"Hustle was never meant to be a permanent state. It was a survival tool that has now expired."
- Dr. Mariel Buqué
This quote hit home...
We've been sold hustle as an identity. As proof of worth. As the price of admission for anyone who wants to build something meaningful.
But what if the very thing driving you is also draining you?
Dr. Buqué, a psychologist and trauma expert, explains that for many of us, especially high achievers, children of immigrants, anyone who's had to prove their place—hustle wasn't a choice. It was protection.
- Hustle kept us safe when we didn't feel "enough."
- Hustle gave us control when life felt chaotic.
- Hustle was the armour we put on so no one could see the soft spots underneath.
And it worked. It got us here.
But here's the catch: What once protected you now just weighs you down when there's no battle left to fight.
If you're feeling:
- Exhausted but unable to stop
- Successful but empty
- Driven but disconnected from why
...it might not be that you're doing something wrong.
It might be that your survival tool has expired, and your nervous system is still running on emergency mode.
The neuroscience? (My fav!)
When we operate from survival hustle, we're stuck in sympathetic dominance (fight or flight). The brain perceives not hustling as a threat. So we keep running... even when no one's chasing us.
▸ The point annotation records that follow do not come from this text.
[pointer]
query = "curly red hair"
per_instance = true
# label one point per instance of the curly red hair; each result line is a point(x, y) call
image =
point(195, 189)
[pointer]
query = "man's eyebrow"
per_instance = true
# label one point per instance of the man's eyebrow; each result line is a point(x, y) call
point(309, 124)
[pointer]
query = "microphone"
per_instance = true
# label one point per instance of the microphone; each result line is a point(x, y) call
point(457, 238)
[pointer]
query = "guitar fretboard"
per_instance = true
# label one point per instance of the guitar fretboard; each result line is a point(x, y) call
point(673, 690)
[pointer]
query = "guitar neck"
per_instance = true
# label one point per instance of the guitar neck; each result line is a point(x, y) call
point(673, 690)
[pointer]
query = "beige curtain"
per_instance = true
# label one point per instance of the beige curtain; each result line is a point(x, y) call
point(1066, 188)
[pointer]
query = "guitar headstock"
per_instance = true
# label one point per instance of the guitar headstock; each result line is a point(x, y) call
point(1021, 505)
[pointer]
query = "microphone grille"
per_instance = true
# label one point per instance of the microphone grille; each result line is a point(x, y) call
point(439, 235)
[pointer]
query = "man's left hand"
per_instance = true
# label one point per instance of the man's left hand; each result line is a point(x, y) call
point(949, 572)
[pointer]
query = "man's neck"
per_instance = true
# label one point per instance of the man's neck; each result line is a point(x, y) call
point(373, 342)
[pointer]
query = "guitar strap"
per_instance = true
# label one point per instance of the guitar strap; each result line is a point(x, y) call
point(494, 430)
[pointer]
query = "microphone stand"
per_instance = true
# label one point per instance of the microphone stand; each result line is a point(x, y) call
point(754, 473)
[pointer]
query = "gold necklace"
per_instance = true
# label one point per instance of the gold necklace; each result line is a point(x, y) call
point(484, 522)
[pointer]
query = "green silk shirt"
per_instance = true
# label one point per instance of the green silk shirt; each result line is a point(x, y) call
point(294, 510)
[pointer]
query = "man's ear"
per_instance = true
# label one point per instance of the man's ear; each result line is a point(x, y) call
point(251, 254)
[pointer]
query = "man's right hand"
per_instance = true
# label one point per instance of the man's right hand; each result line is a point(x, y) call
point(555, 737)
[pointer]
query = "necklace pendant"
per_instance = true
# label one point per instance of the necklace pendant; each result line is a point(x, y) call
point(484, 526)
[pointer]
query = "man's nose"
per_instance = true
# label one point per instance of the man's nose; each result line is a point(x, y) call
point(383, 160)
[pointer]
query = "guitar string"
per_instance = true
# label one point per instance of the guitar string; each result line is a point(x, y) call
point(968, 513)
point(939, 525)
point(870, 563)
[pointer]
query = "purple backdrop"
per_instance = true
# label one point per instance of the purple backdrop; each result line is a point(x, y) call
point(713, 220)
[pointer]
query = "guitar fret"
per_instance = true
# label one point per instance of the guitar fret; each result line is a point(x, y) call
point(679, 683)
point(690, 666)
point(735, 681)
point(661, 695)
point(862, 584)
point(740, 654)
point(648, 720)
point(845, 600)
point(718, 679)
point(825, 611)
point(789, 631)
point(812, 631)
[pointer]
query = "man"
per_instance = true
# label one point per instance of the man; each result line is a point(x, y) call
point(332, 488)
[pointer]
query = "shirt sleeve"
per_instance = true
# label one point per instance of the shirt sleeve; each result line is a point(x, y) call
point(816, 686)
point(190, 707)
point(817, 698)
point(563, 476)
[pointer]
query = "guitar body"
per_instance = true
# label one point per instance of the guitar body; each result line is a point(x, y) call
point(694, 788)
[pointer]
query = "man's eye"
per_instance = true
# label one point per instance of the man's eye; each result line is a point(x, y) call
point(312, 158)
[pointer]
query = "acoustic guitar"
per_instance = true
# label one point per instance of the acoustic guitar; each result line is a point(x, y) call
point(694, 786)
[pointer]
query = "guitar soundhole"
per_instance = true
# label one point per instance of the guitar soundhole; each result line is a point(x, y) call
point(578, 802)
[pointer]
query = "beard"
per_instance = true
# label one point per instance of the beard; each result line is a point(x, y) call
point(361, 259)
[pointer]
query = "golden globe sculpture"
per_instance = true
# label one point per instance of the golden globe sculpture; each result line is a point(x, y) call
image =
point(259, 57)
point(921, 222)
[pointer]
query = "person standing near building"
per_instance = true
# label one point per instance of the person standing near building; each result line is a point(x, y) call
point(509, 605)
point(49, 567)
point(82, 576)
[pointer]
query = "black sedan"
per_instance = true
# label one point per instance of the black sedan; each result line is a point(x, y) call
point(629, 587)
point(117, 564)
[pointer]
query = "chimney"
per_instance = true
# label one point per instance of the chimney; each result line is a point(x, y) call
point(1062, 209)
The way out isn't more discipline. It's safety.
It's letting your system know: You can rest now. You've already survived. Now it's time to build from wholeness, not from lack. I shared a little bit more of my story / about this topic HERE. So here's my question for you today:
What would you build if you stopped building to prove you belong and started building from a place of already belonging? Are you already doing that?